Authors: Nishil Patel, Sebastian Lee, Stefano Sarao Mannelli, Sebastian Goldt, Andrew Saxe
Published: 2025-05-13
DOI: 10.1103/physrevx.15.021051
Source: Full article
Reinforcement learning (RL) algorithms have transformed many domains of machine learning. To tackle real-world problems, RL often relies on neural networks to learn policies directly from pixels or other high-dimensional sensory input. By contrast, many theories of RL have focused on discrete state spaces or worst-case analysis, and fundamental questions remain about the dynamics of policy learning in high-dimensional settings.
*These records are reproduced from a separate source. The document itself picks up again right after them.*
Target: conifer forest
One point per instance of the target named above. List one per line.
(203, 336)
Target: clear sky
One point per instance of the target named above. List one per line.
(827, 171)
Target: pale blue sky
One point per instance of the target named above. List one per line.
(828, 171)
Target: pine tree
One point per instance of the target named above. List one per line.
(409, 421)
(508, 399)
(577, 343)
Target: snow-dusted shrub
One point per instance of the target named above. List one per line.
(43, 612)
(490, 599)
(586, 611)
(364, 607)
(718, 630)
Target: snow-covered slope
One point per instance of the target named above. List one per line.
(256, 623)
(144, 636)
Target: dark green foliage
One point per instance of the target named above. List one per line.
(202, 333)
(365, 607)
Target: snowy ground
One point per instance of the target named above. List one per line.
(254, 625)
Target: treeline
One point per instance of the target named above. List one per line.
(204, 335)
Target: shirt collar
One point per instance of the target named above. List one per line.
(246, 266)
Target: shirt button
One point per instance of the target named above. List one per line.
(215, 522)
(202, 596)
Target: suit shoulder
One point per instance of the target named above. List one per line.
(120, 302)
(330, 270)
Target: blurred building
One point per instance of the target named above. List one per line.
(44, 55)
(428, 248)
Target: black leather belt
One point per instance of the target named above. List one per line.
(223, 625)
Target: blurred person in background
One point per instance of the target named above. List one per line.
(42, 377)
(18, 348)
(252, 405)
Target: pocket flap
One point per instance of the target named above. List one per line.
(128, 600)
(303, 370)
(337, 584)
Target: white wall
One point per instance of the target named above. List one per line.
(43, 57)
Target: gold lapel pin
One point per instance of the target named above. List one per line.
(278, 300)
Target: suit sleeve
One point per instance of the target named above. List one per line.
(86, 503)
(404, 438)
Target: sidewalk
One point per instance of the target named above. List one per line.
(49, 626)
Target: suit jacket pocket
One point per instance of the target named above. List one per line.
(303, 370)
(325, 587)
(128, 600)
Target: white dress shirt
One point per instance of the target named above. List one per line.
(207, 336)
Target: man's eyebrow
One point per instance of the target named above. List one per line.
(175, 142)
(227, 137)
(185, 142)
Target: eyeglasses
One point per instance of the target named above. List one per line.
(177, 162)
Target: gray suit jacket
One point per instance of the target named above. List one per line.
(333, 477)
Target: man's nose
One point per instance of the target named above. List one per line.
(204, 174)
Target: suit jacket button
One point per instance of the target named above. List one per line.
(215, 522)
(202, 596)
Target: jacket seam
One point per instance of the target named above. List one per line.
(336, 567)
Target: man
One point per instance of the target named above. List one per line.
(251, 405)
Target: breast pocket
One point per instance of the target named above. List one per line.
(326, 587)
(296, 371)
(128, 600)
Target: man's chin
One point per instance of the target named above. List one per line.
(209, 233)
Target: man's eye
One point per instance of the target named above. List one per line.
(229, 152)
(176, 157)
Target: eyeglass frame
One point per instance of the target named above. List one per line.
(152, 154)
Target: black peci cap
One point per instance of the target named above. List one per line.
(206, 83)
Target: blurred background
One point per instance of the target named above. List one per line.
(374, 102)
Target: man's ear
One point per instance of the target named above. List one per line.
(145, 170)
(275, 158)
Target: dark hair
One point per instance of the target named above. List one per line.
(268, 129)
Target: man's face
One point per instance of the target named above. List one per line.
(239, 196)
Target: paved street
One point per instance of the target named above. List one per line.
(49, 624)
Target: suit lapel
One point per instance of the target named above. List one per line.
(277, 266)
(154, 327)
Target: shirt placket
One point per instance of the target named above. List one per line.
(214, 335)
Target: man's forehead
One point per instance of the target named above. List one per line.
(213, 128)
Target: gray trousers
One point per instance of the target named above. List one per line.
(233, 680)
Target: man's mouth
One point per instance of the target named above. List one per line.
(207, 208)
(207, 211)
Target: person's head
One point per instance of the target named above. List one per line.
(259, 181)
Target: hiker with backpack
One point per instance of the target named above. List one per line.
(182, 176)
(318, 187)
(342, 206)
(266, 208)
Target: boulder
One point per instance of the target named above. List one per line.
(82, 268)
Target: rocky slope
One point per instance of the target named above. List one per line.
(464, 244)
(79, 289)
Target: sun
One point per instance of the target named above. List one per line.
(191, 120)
Here, we propose a solvable high-dimensional RL model that can capture a variety of learning protocols, and we derive its typical policy learning dynamics as a set of closed-form ordinary differential equations. We obtain optimal schedules for the learning rates and task difficulty—analogous to annealing schemes and curricula during training in RL—and show that the model exhibits rich behavior, including delayed learning under sparse rewards, a variety of learning regimes depending on reward baselines, and a speed-accuracy trade-off driven by reward stringency. Experiments on variants of the Procgen game “Bossfight” and Arcade Learning Environment game “Pong” also show such a speed-accuracy trade-off in practice. Together, these results take a step toward closing the gap between theory and practice in high-dimensional RL.